Ah, não, então preferia ter nascido num país nórdico ou em Inglaterra... Estranhamente, também gosto muito de Itália... É tudo muito bonito: o País, as mulheres, os homens... Mas gosto muito de Inglaterra porque prezo muito as liberdades individuais. E comungo das velhas tradições liberais anglosaxónicas.

Mas porquê aquela data, presumo que, nesse caso, em Portugal?

Gostava de ter chegado à Regeneração, ao golpe do Duque de Saldanha, em que Fontes ascendeu a Poder, aí com seis ou sete anos...

Isso é a visão de uma historiadora. Afinal, não quereria nascer nessa época. Queria era viajar no tempo e observar com os seus próprios olhos um período que lhe interessa...

Não. Gostava de ter vivido nessa época. Foi a época em que houve mais liberdade em Portugal, de expressão, de pensamento: é entre 1852 e 1890, quando até ao ultimatum.

Mais do que depois do 25 de Abril?

De certa maneira, sim, mas para um grupo muito pequeno. Eu teria de ser da classe média alta ou da aristocracia. Se eu pudesse participar da Geração de 70, do grupo do Jaime Batalha Reis, do Eça, do Ramalho, do Antero, do Bordalo Pinheiro... Naquela altura diziam-se coisas que hoje dificilmente seriam publicadas nos jornais.

Hoje dava processo, naquele tempo era à bengalada...
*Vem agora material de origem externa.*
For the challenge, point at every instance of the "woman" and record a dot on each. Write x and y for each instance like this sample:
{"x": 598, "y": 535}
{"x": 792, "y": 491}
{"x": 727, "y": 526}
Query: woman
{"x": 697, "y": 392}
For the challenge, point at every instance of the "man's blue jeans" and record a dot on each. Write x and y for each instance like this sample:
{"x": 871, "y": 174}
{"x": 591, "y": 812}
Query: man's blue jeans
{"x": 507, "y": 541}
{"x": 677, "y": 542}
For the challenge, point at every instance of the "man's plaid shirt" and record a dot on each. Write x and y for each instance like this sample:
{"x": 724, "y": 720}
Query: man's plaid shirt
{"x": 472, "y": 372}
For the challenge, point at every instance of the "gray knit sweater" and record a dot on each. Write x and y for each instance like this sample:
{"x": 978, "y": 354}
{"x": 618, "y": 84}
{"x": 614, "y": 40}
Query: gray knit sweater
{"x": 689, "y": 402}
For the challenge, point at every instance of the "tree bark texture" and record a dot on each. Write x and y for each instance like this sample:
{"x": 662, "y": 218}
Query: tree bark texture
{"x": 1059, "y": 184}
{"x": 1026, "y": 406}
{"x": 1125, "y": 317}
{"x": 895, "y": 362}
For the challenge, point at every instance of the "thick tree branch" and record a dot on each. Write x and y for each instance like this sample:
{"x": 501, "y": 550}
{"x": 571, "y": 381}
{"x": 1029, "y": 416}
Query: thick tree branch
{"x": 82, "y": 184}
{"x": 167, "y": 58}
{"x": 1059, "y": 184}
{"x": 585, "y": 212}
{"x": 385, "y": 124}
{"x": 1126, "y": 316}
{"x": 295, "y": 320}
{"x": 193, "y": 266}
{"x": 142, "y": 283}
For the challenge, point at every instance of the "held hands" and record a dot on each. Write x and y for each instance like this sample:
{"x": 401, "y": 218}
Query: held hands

Nem bengalada. Numa revista satírica do Rafael Bordalo Pinheiro, chamada António Maria, o Fontes era zurzido de alto a baixo. Imagine uma revista, hoje, chamar-se «José Sócrates» a bater todos os dias no primeiro-ministro... Depois veio a República, período que não respeitou nada os direitos fundamentais, ao contrário do que muitos pensam. E o salazarismo foi um período horrendo. Eu sei, porque o vivi... Portanto, recuando no tempo, eu ia para a 2.ª metade do séc. XIX.

Embora a condição feminina nessa altura fosse bastante mais insustentável...

Ah, pois, esqueci-me de dizer: teria de ser homem! Se fosse mulher só mesmo da alta aristocracia do Paço.

Se a palavra «nós» a arrepia, a palavra «não» deleita-a. Porquê?

Foi a primeira palavra que aprendi, ainda bébé. Tenho tendência a começar as frases com um «não concordo com nada disso!». «Mas eu ainda não disse nada», diz-me o adversário...

O adversário?

A pessoa com quem estiver a falar, pronto... (Risos) À partida, sou adversarial.

Algum político a surpreendeu, pela positiva, nos últimos tempos?

(Longo silêncio) Não.

E noutras áreas?

Não sei. Por exemplo, admiro muito o dr. Albino Aroso, um médico de direita, mas com um grande trabalho na área do planeamernto familiar. Pelo mesmo motivo, o dr. Luís Graça, que garantiou que a lei do aborto seria cumprida nos hospitais. Os médicos andavam para aí a dizer que não era possível, por causa da objecção de consciência, como se fossem todos objectores. Na verdade, o aborto era praticado por parteiras em vãos de escada e, portanto, não lhes dava status. O problema era esse. E depois, a maior parte são homens....

Mas tem políticos-ódio-de-estimação?

Não sei... Deixei de ver televisão ha dois anos. Mais do que o Governo, chocam-me os deputados. Ninguém sabe quem são. Nem têm liberdade de voto, como no caso do casamento homossexual... Assim, bastavam cinco deputados, um de cada partido, com uma determinada quota de votos, proporcional ao resultado eleitoral. E pronto, poupava-se um dinheirão. Mais: a função nobre dos parlamentares é vigiarem o que os governos andam a fazer. E não se passa nada disso. E lêem papéis! Eu não oiço o discurso de um tribuno que lê um papel.

Continua a dizer-se de esquerda, mas desconfia do Estado...

Estranho, não é? É que a direita, em Portugal, sempre foi autoritária e nunca prezou as liberdades. Não é liberal. Nessa medida, eu tenho de ser de esquerda. E os contrastes sociais, a pobreza, chocam-me. E os nossos ricos não têm dimensão social. Não devolvem á comunidade uma parte da riqueza que acumulam. Não há, sequer, uma tradição de filantropia.

Essa liberdade anti-estatal também pode dar fenómenos como os da actual crise financeira...

Há duas dimensões na liberdade: nos costumes, não há limite (dentro do respeito pela liberdade dos outros). Na Economia, nem o Adam Smith alguma vez achou que a «mão invisível» resolvia os problemas todos. E definiu o tipo de intervenção que a sociedade deve ter para que prevaleça o bem comum. Ontem estive a reler O Capital e o Karl Marx explica que tudo o que é sólido se derrete. O Estado deve preocupar-se com a redistribuição da riqueza, com a protecção das vítimas (de uma crise como esta), com um sistema de educação decente... disto nem quero falar mais. Aliás, a Saúde está muito melhor do que a Educação.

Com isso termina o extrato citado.